À la suite d’un accident vasculaire cérébral (AVC), il arrive que des survivants puissent rencontrer des difficultés pour lire correctement, allant même jusqu’à souffrir de dyslexie. Mais comment l’expliquer ? Une nouvelle étude, publiée dans la revue Experimental Brain Research, semble avoir identifié certains mécanismes cognitifs sous-jacents à ce problème, ouvrant la voie à de nouvelles interventions sur mesure.
Dix survivants d’AVC souffrant de dyslexie soumis à des tests de lecture
Dans le cadre de leurs travaux, les chercheurs de la Kessler Foundation et de l’Université de Washington (Etats-Unis) ont mené deux expériences distinctes avec dix survivants d’AVC souffrant de "dyslexie par négligence" du côté gauche, qui se caractérise par des omissions de mots entiers sur la partie gauche d’une page ou par des erreurs de lecture portant systématiquement sur la portion gauche des mots.

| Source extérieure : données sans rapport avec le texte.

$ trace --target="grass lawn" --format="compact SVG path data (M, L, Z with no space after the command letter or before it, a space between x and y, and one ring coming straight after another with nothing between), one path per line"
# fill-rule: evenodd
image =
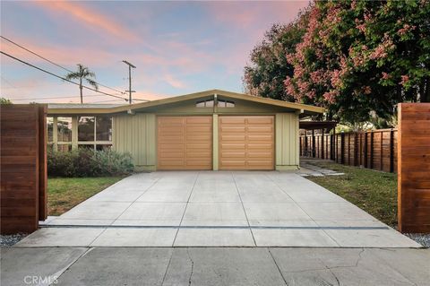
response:
M49 178L47 214L60 215L122 178L123 177Z
M307 177L376 219L397 229L397 174L350 167L331 161L309 161L343 176Z

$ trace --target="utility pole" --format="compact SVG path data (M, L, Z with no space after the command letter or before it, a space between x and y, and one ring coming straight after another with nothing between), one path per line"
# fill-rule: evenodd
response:
M136 68L133 64L124 60L123 63L125 65L128 65L128 103L132 104L132 92L136 92L134 91L132 91L132 67Z

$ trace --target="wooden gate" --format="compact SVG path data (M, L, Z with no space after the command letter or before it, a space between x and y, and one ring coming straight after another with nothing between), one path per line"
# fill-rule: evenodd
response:
M401 232L430 232L430 103L399 105L398 205Z
M1 105L1 233L32 232L47 218L47 107Z

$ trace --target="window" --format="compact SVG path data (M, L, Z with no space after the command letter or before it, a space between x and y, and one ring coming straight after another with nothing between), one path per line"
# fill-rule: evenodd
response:
M97 117L96 118L96 140L112 141L112 117Z
M213 100L202 100L195 103L196 108L213 108Z
M78 141L94 141L94 117L78 117Z
M112 120L108 116L47 117L47 148L59 152L73 148L109 149Z
M79 144L78 149L94 149L94 144Z
M219 108L234 108L235 102L230 100L218 100Z
M72 151L72 144L58 144L57 150L59 152L69 152Z
M112 117L78 117L78 148L105 150L112 146Z
M54 140L54 118L47 117L47 143L52 143Z
M110 150L112 148L112 145L110 144L97 144L96 145L96 150L98 151L106 151L106 150Z
M58 142L72 142L72 117L58 117L56 130Z

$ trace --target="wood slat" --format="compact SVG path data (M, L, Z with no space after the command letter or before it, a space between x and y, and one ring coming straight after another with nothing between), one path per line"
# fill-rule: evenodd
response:
M401 232L430 232L430 103L399 105L398 206Z
M211 169L212 117L159 117L159 169Z
M2 105L1 233L32 232L47 218L46 106Z
M219 169L273 169L274 117L220 116Z

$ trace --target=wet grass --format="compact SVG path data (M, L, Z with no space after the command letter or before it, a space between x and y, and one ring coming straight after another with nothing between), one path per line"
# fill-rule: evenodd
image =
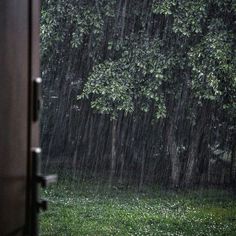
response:
M51 209L41 216L42 236L236 235L236 197L229 191L140 193L60 182L43 195Z

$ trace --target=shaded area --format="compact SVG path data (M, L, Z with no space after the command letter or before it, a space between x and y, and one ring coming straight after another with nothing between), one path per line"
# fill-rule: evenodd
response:
M235 19L233 1L44 1L45 169L234 186Z

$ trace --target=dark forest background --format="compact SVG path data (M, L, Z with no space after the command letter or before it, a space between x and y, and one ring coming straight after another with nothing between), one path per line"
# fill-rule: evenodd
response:
M236 183L236 2L45 0L45 169L112 183Z

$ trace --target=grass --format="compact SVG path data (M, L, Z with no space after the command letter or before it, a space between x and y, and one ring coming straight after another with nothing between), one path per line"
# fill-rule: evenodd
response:
M43 193L42 236L235 236L236 197L223 190L173 192L60 182Z

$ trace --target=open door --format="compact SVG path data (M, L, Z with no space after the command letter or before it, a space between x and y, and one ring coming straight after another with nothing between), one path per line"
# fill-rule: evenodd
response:
M37 235L39 1L0 2L0 235ZM50 179L52 180L52 179Z

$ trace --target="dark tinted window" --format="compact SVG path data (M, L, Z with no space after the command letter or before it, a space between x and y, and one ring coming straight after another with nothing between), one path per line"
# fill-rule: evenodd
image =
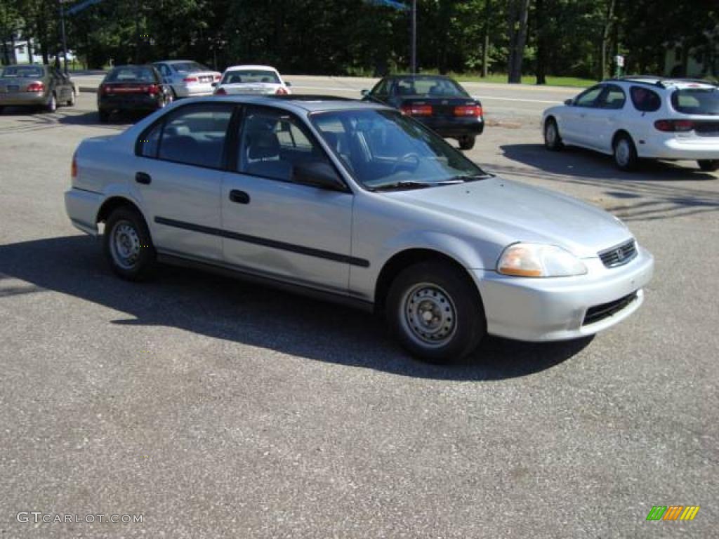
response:
M600 96L604 86L594 86L580 93L574 100L576 106L597 106L597 98Z
M683 88L672 94L672 106L685 114L719 114L719 88Z
M607 87L599 106L603 109L622 109L626 101L624 91L613 84Z
M644 86L632 86L629 91L634 108L641 112L654 112L661 106L661 98L653 90Z
M198 104L175 111L165 124L158 157L220 168L232 109L230 104ZM152 143L147 144L150 148Z
M106 83L157 82L155 70L149 65L124 65L115 68L105 77Z
M330 165L301 122L283 111L254 109L244 118L238 170L245 174L293 181L299 164Z

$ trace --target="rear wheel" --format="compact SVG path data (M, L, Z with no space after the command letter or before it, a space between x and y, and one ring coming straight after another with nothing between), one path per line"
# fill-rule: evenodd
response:
M719 159L702 159L697 162L699 167L707 172L719 170Z
M105 257L117 275L131 281L149 277L157 252L145 219L136 210L118 208L108 217L103 236Z
M628 172L639 164L636 147L629 135L620 134L614 141L614 162L620 170Z
M402 346L431 363L461 359L477 348L486 331L474 283L446 262L406 268L390 287L386 305L388 323Z
M552 152L557 152L562 149L563 146L557 121L554 118L550 118L544 123L544 147Z
M55 112L58 110L58 98L55 96L54 93L50 94L50 101L45 105L45 110L47 112Z
M464 135L459 139L459 149L472 149L475 147L475 142L477 141L476 137L472 137L471 135Z

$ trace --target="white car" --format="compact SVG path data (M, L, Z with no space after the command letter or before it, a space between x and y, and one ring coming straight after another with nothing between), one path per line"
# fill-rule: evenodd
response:
M291 86L269 65L233 65L222 74L222 80L216 85L215 94L287 96L291 93Z
M172 89L173 97L211 96L214 83L222 76L202 64L191 60L168 60L153 65L162 75L162 82Z
M614 156L623 170L640 159L695 160L719 169L719 88L702 80L625 77L605 80L544 111L544 144Z

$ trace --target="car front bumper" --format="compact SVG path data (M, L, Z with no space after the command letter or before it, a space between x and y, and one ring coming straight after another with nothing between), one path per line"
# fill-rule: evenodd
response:
M646 141L637 147L640 157L677 160L719 159L719 137Z
M607 329L639 308L643 288L654 273L649 252L638 247L631 262L612 269L598 258L583 262L587 275L572 277L516 277L475 270L487 333L535 342L579 338ZM591 316L605 306L610 314Z

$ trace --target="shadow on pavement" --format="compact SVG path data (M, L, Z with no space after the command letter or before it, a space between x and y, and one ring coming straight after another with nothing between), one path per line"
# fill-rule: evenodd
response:
M8 277L27 284L4 285ZM475 356L461 364L428 365L413 360L387 337L380 317L348 308L169 267L162 267L151 282L127 282L111 272L99 241L90 236L0 246L0 298L45 290L127 314L113 323L180 328L293 356L421 378L526 376L562 363L591 341L537 344L487 338Z

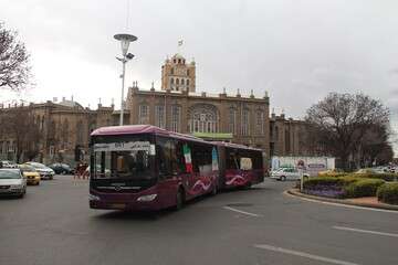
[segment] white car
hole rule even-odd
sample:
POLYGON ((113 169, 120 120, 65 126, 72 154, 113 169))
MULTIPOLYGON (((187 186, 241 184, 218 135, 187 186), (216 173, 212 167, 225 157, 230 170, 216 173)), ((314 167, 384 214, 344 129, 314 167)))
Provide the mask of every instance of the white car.
POLYGON ((18 195, 27 193, 27 179, 19 169, 0 169, 0 195, 18 195))
MULTIPOLYGON (((303 177, 310 177, 307 173, 303 173, 303 177)), ((296 168, 280 168, 279 170, 271 171, 271 179, 276 180, 300 180, 301 174, 296 168)))
POLYGON ((2 165, 3 168, 18 168, 17 163, 13 163, 13 162, 11 162, 9 160, 1 161, 1 165, 2 165))
POLYGON ((54 179, 55 172, 51 168, 39 162, 25 162, 25 163, 32 166, 40 173, 41 179, 54 179))

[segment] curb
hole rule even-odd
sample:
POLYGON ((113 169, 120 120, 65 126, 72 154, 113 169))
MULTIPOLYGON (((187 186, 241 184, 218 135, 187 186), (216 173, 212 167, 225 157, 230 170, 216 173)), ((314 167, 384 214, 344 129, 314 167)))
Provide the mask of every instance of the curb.
POLYGON ((352 205, 352 206, 363 206, 363 208, 373 208, 373 209, 383 209, 383 210, 391 210, 391 211, 398 211, 398 205, 389 205, 389 204, 379 204, 375 205, 371 203, 358 203, 358 202, 352 202, 352 201, 345 201, 341 199, 332 199, 332 198, 324 198, 324 197, 316 197, 316 195, 310 195, 305 194, 298 191, 298 189, 290 189, 285 191, 286 193, 294 195, 294 197, 301 197, 306 198, 320 202, 332 202, 337 204, 345 204, 345 205, 352 205))

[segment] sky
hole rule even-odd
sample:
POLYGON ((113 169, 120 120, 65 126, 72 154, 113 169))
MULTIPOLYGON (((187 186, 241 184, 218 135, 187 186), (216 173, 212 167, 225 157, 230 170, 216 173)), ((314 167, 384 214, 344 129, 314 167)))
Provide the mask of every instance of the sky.
MULTIPOLYGON (((116 33, 138 38, 126 84, 160 89, 160 66, 179 52, 197 65, 197 92, 263 96, 302 118, 331 92, 380 99, 398 130, 396 0, 1 0, 0 20, 31 53, 33 85, 15 97, 119 105, 116 33)), ((395 147, 398 153, 398 146, 395 147)))

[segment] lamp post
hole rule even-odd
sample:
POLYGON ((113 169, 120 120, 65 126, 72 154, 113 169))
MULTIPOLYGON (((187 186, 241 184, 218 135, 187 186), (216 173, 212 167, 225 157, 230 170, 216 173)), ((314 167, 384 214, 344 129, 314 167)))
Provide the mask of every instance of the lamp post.
POLYGON ((114 35, 114 38, 117 41, 121 41, 121 45, 122 45, 122 56, 123 57, 116 57, 118 61, 121 61, 123 63, 123 74, 122 74, 122 102, 121 102, 121 126, 123 125, 123 98, 124 98, 124 82, 125 82, 125 73, 126 73, 126 63, 132 60, 134 57, 134 54, 132 53, 127 53, 128 51, 128 46, 130 42, 134 42, 137 40, 137 38, 135 35, 130 35, 130 34, 116 34, 114 35))

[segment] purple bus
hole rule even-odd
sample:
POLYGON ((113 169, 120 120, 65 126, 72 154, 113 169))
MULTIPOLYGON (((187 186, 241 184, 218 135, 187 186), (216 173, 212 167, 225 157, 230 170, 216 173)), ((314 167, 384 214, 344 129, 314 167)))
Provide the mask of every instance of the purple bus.
POLYGON ((213 144, 220 161, 219 189, 250 188, 264 181, 262 149, 222 141, 213 144))
POLYGON ((150 125, 103 127, 91 135, 90 206, 180 209, 217 193, 218 147, 150 125))

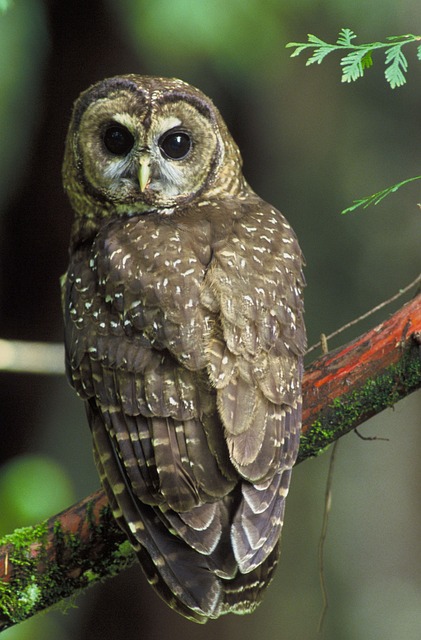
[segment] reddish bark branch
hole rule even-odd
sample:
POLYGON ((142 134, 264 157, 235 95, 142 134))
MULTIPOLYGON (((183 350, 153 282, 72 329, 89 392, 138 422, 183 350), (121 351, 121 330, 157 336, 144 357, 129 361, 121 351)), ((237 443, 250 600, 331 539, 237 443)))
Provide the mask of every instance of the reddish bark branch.
MULTIPOLYGON (((316 360, 304 377, 300 461, 421 387, 420 352, 421 295, 316 360)), ((0 630, 130 564, 123 541, 102 491, 12 534, 0 547, 0 630)))

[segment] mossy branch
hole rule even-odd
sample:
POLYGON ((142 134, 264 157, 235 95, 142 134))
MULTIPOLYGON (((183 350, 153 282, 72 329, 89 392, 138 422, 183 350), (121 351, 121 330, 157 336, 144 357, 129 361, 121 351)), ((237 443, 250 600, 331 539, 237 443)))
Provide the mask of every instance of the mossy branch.
MULTIPOLYGON (((421 295, 304 377, 299 462, 421 387, 421 295)), ((134 562, 102 491, 0 540, 0 631, 134 562)))

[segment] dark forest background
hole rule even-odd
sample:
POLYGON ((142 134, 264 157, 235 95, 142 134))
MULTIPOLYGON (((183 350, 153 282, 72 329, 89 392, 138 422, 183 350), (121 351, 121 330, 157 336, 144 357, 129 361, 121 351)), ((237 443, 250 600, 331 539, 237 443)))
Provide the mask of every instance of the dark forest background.
MULTIPOLYGON (((419 0, 15 0, 0 15, 0 337, 62 339, 59 276, 72 214, 61 162, 71 106, 89 84, 129 72, 181 77, 220 108, 247 179, 300 238, 309 344, 412 280, 418 182, 375 208, 340 211, 420 174, 421 64, 408 48, 408 84, 392 91, 382 53, 365 78, 344 85, 337 56, 307 68, 285 49, 307 33, 333 42, 342 27, 360 42, 421 33, 419 0)), ((420 637, 420 400, 414 394, 361 430, 388 442, 350 434, 340 443, 326 543, 327 640, 420 637)), ((0 373, 0 435, 0 533, 98 487, 82 403, 64 376, 0 373)), ((281 563, 252 616, 196 626, 133 567, 65 615, 37 616, 2 638, 315 638, 328 456, 294 472, 281 563)))

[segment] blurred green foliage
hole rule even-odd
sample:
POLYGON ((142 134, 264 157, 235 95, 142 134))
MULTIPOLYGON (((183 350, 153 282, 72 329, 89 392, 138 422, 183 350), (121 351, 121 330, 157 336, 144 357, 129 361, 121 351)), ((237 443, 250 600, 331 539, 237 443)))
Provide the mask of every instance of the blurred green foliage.
POLYGON ((0 467, 0 536, 37 524, 75 501, 62 465, 45 455, 26 454, 0 467))
MULTIPOLYGON (((308 33, 331 42, 344 24, 362 42, 420 33, 419 0, 15 0, 0 16, 0 255, 10 251, 13 285, 6 295, 0 273, 7 326, 61 335, 51 309, 59 304, 70 220, 58 195, 66 123, 78 92, 114 73, 181 77, 214 99, 241 147, 247 179, 297 231, 307 258, 310 344, 413 279, 419 183, 367 215, 339 212, 363 194, 419 174, 419 65, 411 61, 407 84, 391 92, 381 65, 357 85, 343 85, 336 61, 308 69, 285 49, 308 33), (51 297, 43 294, 46 279, 51 297)), ((355 329, 341 340, 354 335, 355 329)), ((15 445, 19 428, 16 449, 23 452, 0 471, 0 521, 12 527, 18 513, 16 526, 48 517, 99 482, 82 403, 66 381, 22 377, 19 386, 18 378, 3 376, 1 382, 3 440, 15 445), (34 450, 43 456, 28 458, 34 450), (21 503, 32 492, 30 506, 39 515, 30 516, 21 503)), ((419 412, 418 394, 364 426, 365 434, 390 442, 350 435, 341 444, 325 551, 326 640, 419 638, 419 412)), ((3 441, 2 453, 7 457, 3 441)), ((49 612, 2 638, 313 640, 327 462, 324 455, 294 471, 280 567, 253 616, 198 629, 167 611, 134 568, 80 597, 79 611, 49 612)))

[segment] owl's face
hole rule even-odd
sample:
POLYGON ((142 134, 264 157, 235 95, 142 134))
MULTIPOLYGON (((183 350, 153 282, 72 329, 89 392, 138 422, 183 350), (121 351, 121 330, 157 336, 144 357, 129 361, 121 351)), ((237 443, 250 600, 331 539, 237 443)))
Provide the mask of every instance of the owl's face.
POLYGON ((171 209, 229 190, 241 158, 216 108, 180 80, 123 76, 75 104, 64 164, 79 215, 171 209))

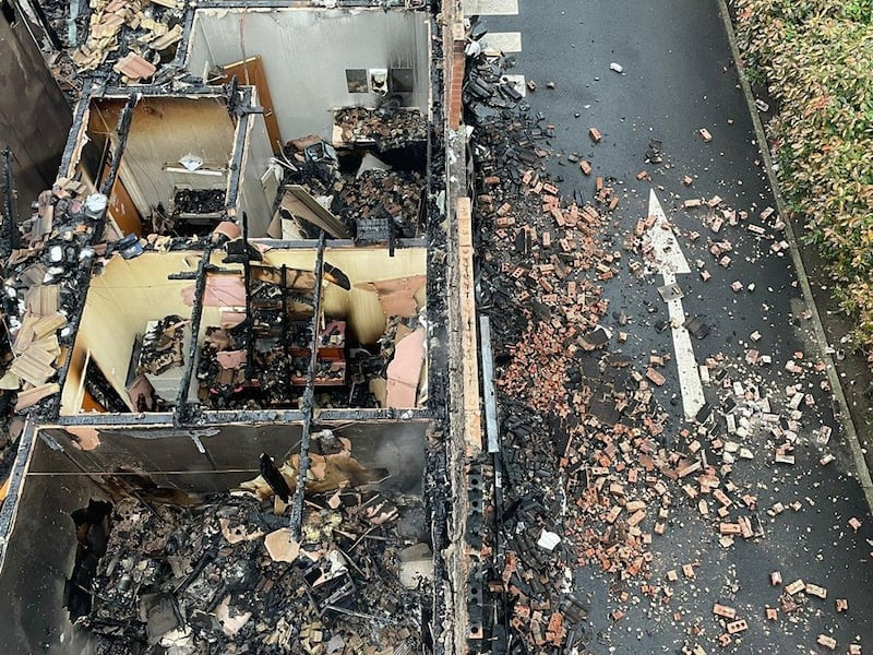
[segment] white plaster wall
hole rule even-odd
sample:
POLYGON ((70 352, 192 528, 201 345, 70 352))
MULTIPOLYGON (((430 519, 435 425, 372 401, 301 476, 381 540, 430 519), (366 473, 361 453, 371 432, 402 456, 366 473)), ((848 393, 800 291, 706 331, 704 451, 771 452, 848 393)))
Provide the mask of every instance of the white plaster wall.
POLYGON ((226 66, 260 55, 283 138, 316 133, 330 140, 331 109, 375 105, 350 94, 346 69, 411 68, 412 105, 428 110, 428 14, 381 9, 201 10, 187 68, 226 66))

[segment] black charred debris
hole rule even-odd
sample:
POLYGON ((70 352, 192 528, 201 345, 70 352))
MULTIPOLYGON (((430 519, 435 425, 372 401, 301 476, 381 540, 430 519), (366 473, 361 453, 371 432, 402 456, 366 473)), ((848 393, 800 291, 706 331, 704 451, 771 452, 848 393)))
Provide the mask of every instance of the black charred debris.
POLYGON ((74 515, 71 618, 100 655, 421 652, 430 581, 408 562, 430 551, 405 502, 385 512, 372 491, 308 497, 292 562, 265 547, 276 531, 287 544, 288 519, 249 496, 92 503, 74 515))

"Une lecture appliquée nécessite un traitement de l’information des mots cibles et des mots périphériques pour générer un contrôle précis du regard", peut-on lire dans un communiqué. Quand on lit, en effet, on fixe d’abord notre regard sur un mot-clé, appelé mot flovéal (directement dans leur ligne de vue), puis on fixe de manière automatique les mots qui lui sont adjacents, les mots parafovéaux.
Dans la première expérience, les participants ont lu les mots présentés dans leur vision parafovéale, avec et sans intrusion de mots distrayants. La deuxième expérience a répété la tâche avec les mots cibles présentés dans leur vision fovéale. L’objectif était de déterminer si les erreurs de lecture provenaient de la position du mot par rapport au lecteur (position égocentrique) ou de sa position dans un cadre de deux mots (allocentrique).
Trois déficits cognitifs contribuant à la "dyslexie par négligence" après un AVC
Résultat, l’étude a permis d’identifier trois déficits cognitifs distincts qui contribuent aux difficultés de lecture chez les personnes souffrant de "dyslexie par négligence" du côté gauche après un AVC. "Les erreurs de mots entiers ont été influencées par la position égocentrique du mot, avec un nombre important d'erreurs en cas d’intrusions de mots distrayants, mais cet effet a disparu lorsque le mot cible leur a été présenté dans leur vision fovéale, ce qui suggère un déficit de traitement spatial égocentrique", explique le Dr Timothy J. Rich, auteur principal de l’étude.
Il poursuit : "Inversement, les erreurs sur les lettres du côté gauche des mots sont restées cohérentes indépendamment de la position spatiale du mot ou de la présence de mots distracteurs, ce qui indique un déficit de traitement allocentrique au sein du mot lui-même."
Enfin, l’étude a révélé "un troisième déficit – un échec de l'attention sélective – qui a entraîné des erreurs d'intrusion de mots entiers. En présence de distracteurs, les individus ont souvent signalé le mot distrayant au lieu du mot cible, une démonstration convaincante de ce déficit d'attention."
Vers une rééducation plus adaptée aux spécificités du patient
"Cette étude est significative car elle fait la différence entre les mécanismes d’omissions de mots entiers et les erreurs de lettres dans les mots, qui peuvent souvent être confondues dans la "dyslexie de négligence", conclut Dr Rich. Comprendre cette distinction est crucial pour développer des techniques de rééducation plus efficaces, adaptées aux déficits spécifiques de chaque patient."